Has anyone experience of similar and has any advice? I also dont want to be excusing things that may also just be ‘poor’ behaviour or ‘cheek’ because obviously theres are rules and expectations around that too.

School also note poor listening, impulsiveness, difficulty moving between tasks, easily distracted. Academically he is in the top groups.

Single mum so doing it alone.

OP posts:
JadziaD · 16/10/2025 11:46

It's really hard and he's still young so it's challenging.

My advice is to try to think ahead and head off as much as possible. And pick your battles. If he does have ADHD, he will struggle to be rational and may well be a bit behind peers in maturity, so attempting to have sensible conversations can be hard. I think learning his triggers and aiming to avoid them is fine. You will be told not to "molly coddle" him or that you're "spoiling him" but the goal is to keep him on an even keel so that he has the space and the room to grow, learn and mature without being highly disregulated.

So, for example, in our case, mornings can be quite stressful. Or used to be. I learnt I had to accept that I had to do more for him to keep things moving than perhaps most parents would do for a child that age. Get his clothes ready and have them in the same place every day - you can tell him you're doing it (calmly - he'll pribably push back) so that he's learning that this happens (and hopefully with then take it on himself in due course). Does he need a good breakfast - make sure you're facilitating that even if it's a bit of a pain. I often got up earlier to make banana pancakes or eggs or whatever, because it was in my interest to ensure he had a proper breakfast as he stayed calmer and started his day better. Fill his waterbottle, help him pack his bag etc etc etc.

That's for us. You might have other things. Eg, food can often be a challenge - is he startving after school? Is it worthwhile prepping so that he has a good snack as soon as he comes through the door and avoids that. Or perhaps he really really hates rushing home from school so can you schedule in time for him to sort of wander around and be a bit clueless. whatever works for you and him.

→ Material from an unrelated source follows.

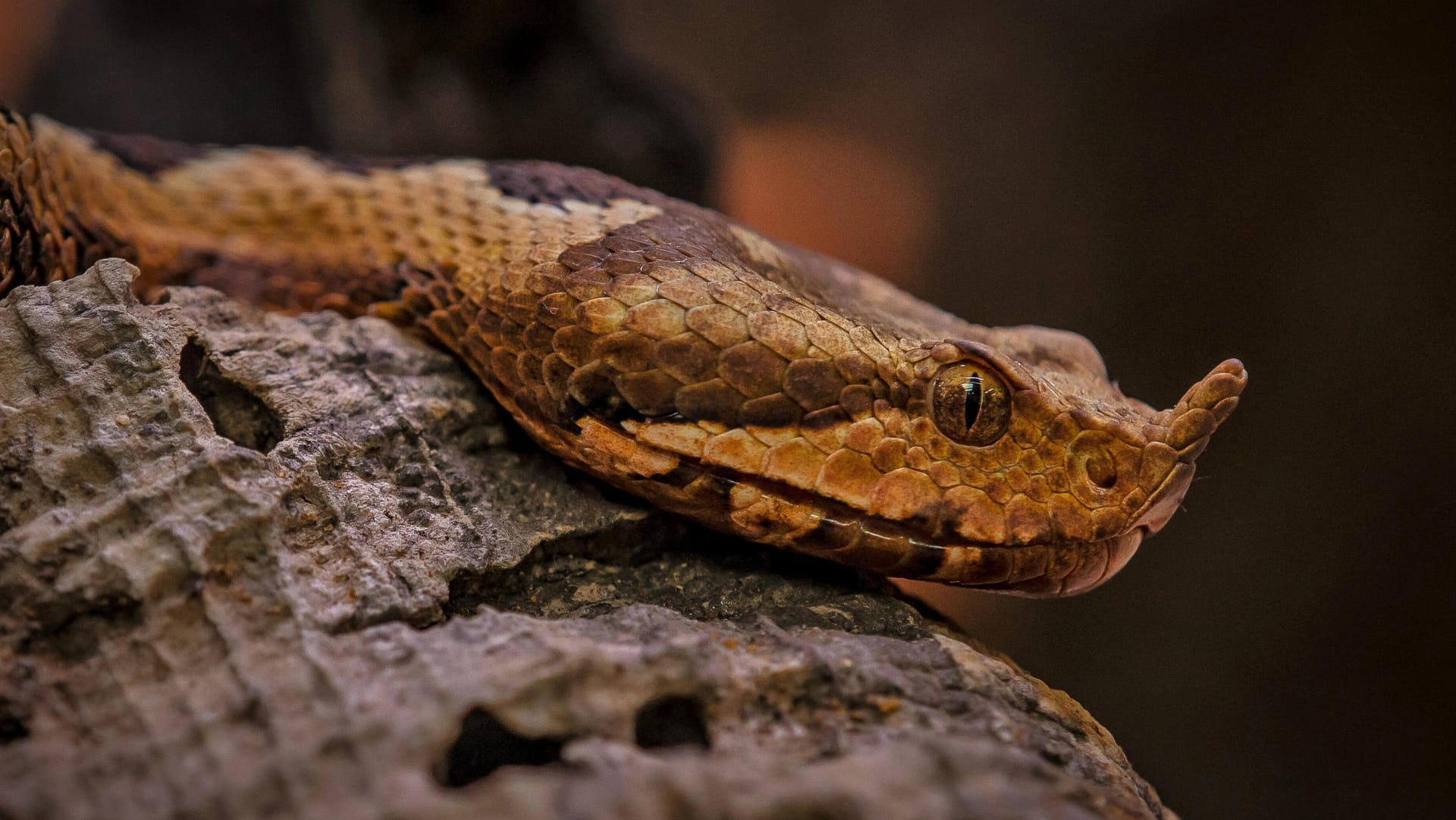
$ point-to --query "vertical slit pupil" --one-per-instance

When he's upset etc, absolutely be there and/or reassure him but do not argue with him or get into a debate. He's not rational in those moments. So if he's telling you how awful he is, just repeat whatever setence seems most appropriate, "finding that hard is just one of those things. Doesn't make you a bad person."

Children with ADHD hear negative feedback more than others. Consciously and actively look for how you can provide positive feedback. This will vary by child - my DS was NOT going to fall for "wow, you got dresse don time, well done" but others might! :) Sometimes, it was acknowledging that he found something difficult but gave it a go anyway. DS was very determined and quite resilient and got a lot of praise for that. Sometmies rather than praise, it was just acknowledgement, "thank you for coming down so quickly - can you put your shoes on now so we can get going as I'm worried about being late". etc

Exercise. It's really really important for children with ADHD. Ironically, they will often sometimes resist it too! But do try to build this in as much as possible. Things for DS really started to improve once he was allowe da lot more independence and I think a big part of that was just bein gout and about and moving a lot - to the park with friends, or to the shop or whatever. Walk to school if you can, encourage after school activities etc etc.

it's hard. But you're on the right track already if you're in the process of getting assessments.